Trump has displayed a continued willingness to pressure and contradict President Barack Obama
Trump's statements on Thursday were astonishing, even by his standards
President-elect Donald Trump long ago earned a reputation for being unpredictable in his statements, but he outdid himself on Thursday.
In the span of just a few hours, Trump shook international relations by undercutting the Obama administration over a UN resolution on Israeli settlements, indicated he would ramp up nuclear competition with Russia and then jolted a major defense contractor – and its shareholders – by suggesting he would ask Boeing to replace a fighter jet being made by Lockheed Martin.
Here’s a look at his day:
THE TIME: 11:37 a.m. ET
WHAT HAPPENED: Trump pressures the Obama administration to veto a UN Security Council resolution condemning settlement activity, an unprecedented move by a President-elect who has not yet moved into the White House.
“The resolution being considered at the United Nations Security Council regarding Israel should be vetoed,” Trump tweets, linking to a statement.
Egypt delayed the potential vote at the Security Council, putting off a potential standoff between the US and Israel.
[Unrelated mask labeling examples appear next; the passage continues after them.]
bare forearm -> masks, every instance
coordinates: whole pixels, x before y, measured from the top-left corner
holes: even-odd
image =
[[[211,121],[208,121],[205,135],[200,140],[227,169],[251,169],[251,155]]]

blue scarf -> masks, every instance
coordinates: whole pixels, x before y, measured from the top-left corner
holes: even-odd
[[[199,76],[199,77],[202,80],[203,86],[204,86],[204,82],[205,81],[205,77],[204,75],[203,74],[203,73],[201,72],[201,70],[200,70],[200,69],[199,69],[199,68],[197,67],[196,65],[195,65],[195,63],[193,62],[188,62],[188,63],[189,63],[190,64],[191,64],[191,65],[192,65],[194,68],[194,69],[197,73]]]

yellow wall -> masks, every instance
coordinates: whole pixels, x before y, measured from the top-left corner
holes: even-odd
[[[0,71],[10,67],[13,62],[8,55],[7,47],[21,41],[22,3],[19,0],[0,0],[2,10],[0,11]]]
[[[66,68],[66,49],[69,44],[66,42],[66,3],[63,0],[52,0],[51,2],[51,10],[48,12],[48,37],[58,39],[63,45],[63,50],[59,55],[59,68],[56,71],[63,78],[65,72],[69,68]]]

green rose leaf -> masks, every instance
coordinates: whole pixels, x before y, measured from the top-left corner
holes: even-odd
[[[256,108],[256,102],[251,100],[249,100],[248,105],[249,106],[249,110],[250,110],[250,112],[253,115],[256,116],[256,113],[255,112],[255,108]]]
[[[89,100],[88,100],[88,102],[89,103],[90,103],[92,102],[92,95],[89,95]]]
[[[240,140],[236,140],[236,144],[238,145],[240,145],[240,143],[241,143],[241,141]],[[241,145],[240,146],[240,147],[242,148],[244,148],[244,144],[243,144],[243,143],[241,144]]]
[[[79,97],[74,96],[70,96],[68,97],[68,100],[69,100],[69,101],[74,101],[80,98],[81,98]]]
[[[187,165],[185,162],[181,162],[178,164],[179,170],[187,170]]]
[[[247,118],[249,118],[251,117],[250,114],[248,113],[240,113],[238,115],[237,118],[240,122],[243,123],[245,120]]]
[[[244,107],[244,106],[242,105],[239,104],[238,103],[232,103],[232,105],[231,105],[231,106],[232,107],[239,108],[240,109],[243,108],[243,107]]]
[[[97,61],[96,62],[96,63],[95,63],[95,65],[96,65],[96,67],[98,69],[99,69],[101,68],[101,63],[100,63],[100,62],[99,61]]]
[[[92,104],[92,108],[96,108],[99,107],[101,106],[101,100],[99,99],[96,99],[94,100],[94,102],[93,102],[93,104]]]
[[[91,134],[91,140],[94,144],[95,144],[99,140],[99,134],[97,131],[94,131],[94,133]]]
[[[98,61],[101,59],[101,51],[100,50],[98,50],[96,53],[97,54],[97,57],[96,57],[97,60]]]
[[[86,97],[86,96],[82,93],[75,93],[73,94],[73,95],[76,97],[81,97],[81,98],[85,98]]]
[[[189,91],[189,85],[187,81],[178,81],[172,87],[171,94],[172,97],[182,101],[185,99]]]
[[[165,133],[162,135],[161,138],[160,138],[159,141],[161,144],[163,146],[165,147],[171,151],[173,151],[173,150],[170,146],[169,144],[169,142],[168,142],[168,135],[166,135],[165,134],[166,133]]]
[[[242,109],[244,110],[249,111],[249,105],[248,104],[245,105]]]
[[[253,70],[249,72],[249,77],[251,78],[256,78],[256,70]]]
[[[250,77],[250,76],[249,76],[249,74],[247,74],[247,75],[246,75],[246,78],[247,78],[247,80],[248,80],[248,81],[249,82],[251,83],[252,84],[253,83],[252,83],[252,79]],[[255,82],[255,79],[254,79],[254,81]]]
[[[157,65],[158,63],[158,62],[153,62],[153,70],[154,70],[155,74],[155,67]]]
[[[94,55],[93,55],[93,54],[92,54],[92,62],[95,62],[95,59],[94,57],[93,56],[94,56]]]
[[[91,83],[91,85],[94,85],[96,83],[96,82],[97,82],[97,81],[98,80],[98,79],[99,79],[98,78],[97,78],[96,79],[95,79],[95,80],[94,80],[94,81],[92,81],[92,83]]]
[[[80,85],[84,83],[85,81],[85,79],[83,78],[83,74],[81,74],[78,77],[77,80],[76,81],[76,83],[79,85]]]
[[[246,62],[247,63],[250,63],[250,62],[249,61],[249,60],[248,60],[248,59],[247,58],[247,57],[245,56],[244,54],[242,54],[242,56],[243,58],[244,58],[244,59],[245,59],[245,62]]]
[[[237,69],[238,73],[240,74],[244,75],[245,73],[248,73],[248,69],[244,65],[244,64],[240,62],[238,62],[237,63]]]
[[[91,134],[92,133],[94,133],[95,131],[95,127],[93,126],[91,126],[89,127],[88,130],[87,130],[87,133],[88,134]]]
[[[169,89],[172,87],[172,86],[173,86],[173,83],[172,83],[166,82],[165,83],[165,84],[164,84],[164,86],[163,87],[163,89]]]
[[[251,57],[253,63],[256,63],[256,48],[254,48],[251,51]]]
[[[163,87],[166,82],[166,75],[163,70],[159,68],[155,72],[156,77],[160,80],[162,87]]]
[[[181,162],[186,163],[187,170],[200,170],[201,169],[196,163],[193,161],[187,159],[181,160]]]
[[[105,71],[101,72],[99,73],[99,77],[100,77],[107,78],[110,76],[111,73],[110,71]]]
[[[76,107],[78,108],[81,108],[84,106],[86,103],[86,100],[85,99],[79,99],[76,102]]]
An Israeli official later tells CNN his country reached out to Trump for help in pressuring the Obama administration.
WHAT FOLLOWED: On sensitive issues of diplomacy and national security, Trump has displayed a continued willingness to pressure and contradict President Barack Obama, eschewing a “one president at a time” policy that Obama insists must govern the peaceful transition of power.
THE TIME: 11:50 a.m. ET
WHAT HAPPENED: Trump threatens a nuclear arms race.
“The United States must greatly strengthen and expand its nuclear capability until such time as the world comes to its senses regarding nukes,” Trump tweets.
Hours earlier in Moscow, Russian President Vladimir Putin said in a defense speech in Moscow that Russia needs to “enhance the combat capability of strategic nuclear forces, primarily by strengthening missile complexes that will be guaranteed to penetrate existing and future missile defense systems.”
WHAT FOLLOWED: The exchange appeared to raise the prospect of a new arms race between the US and Russia, which between them boast more than 14,000 nuclear warheads, the still deadly legacy of their four-decades long Cold War standoff.
Boeing vs. Lockheed Martin
THE TIME: 5:26 p.m. ET
WHAT HAPPENED: Trump cost millions in market value to Lockheed Martin and caused thousands of people to now worry they may lose their jobs after tweeting that the Pentagon’s costly new F-35 Joint Strike Fighter could be replaced with a modified version of a less expensive plane, the F/A-18 Super Hornet.
The F-35 is made by Lockheed Martin, while the Super Hornet is made by aerospace rival Boeing.
“Based on the tremendous cost and cost overruns of the Lockheed Martin F-35, I have asked Boeing to price-out a comparable F-18 Super Hornet!,” Trump tweets.
WHAT FOLLOWED: Lockheed Martin’s stock dipped about 2% in aftermarket trading.
For Lockheed, the F-35 is its industrial future. Trump’s tweet has threatened to upend Lockheed’s plans just as his tweets aimed at China has rattled Boeing, which is counting on selling jets to Chinese airlines.